In previous research about COVID response, several of the co-authors on the Health Affairs Forefront article also co-authored a report in April 2021 in the Mayo Clinic Proceedings that described how a number of organizations collaborated in southwest Ohio to rapidly build a "regional learning health system" to respond to the pandemic.

In southwest Ohio, a history of routine meetings between otherwise disconnected and often competitive hospitals, health departments and other agencies helped cut red tape, speed data sharing, and smooth resource sharing. That experience may serve as a model for other communities, the co-authors suggest.

"We can design a resilient public health system resistant to hesitancies, a system capable of detecting dynamic public health emergencies, and responding nimbly and efficiently," the co-authors say. "To do so, we need an integrated system that works across sectors, approaches leadership in a new way, and enables rapid learning from the top-down and bottom-up."

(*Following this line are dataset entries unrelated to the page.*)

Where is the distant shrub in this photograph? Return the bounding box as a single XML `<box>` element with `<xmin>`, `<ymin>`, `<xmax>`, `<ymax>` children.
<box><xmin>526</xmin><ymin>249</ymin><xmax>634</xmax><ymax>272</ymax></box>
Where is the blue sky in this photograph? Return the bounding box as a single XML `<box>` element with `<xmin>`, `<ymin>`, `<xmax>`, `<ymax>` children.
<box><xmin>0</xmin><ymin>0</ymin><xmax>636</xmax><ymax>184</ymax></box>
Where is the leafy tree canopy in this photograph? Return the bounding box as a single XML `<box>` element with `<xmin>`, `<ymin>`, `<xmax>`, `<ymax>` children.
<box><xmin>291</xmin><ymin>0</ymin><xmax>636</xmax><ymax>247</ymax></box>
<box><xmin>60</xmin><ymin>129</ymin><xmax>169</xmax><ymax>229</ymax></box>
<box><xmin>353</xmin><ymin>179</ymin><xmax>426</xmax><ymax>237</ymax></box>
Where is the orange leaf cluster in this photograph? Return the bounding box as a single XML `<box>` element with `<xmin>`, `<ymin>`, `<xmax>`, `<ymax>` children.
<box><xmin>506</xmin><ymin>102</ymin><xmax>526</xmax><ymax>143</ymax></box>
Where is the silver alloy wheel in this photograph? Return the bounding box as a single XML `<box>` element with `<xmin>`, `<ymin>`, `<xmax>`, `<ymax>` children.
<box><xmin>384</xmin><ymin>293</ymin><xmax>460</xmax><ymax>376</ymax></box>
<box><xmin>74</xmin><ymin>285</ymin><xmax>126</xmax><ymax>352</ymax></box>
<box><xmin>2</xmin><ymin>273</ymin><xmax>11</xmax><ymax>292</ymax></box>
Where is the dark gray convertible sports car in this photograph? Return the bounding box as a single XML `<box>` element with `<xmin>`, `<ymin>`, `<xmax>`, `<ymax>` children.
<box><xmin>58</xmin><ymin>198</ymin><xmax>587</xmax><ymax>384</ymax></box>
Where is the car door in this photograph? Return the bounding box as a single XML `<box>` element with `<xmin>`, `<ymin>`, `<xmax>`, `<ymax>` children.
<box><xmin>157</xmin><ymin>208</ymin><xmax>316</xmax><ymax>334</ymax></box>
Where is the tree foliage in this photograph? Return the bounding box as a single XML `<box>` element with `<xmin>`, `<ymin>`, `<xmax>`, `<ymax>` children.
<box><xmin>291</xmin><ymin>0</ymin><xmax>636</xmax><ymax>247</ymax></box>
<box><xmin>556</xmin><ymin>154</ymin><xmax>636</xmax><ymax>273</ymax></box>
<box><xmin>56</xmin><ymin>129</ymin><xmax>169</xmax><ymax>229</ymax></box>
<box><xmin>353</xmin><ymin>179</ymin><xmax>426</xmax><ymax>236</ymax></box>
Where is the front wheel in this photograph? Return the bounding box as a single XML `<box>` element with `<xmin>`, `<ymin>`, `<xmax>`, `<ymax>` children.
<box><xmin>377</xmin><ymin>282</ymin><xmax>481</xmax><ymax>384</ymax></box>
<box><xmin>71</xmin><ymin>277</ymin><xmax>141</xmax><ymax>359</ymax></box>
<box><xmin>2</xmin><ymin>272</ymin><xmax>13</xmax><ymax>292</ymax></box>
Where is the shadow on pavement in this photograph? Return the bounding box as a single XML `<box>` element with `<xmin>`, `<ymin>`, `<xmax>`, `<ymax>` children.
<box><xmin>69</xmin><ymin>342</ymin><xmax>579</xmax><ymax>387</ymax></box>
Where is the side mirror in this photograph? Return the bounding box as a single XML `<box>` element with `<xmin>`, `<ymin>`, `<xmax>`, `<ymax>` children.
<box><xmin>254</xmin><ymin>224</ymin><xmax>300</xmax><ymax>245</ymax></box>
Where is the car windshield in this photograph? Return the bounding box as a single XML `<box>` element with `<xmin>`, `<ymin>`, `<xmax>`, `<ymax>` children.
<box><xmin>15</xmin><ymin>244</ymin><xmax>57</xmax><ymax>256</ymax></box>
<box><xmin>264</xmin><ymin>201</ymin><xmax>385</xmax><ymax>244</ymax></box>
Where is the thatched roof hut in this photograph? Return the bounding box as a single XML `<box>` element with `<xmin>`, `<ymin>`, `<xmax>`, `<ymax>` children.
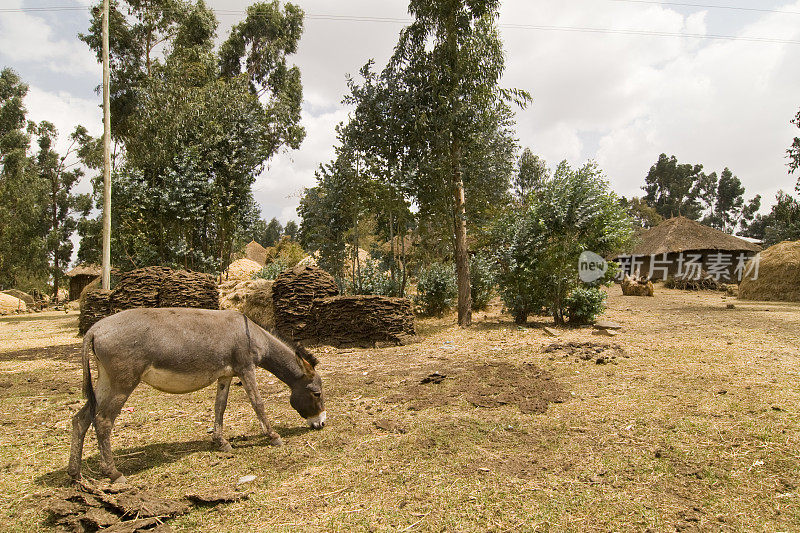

Co-authors included Peter Margolis, MD, PhD, and Robert Kahn, MD, MPH, from Cincinnati Children's; Steve Miff, PhD, president and CEO at the Parkland Center for Clinical Innovation; Muhammad Zafar, MD, University of Cincinnati; Kate Schroder, president and CEO at Interact for Health in Cincinnati; Tiffany Mattingly, vice president, clinical strategies at The Health Collaborative in Cincinnati; and Pierre Barker, MD, MBChB, chief global partnerships and programs officer for the Institute for Healthcare Improvement in Boston.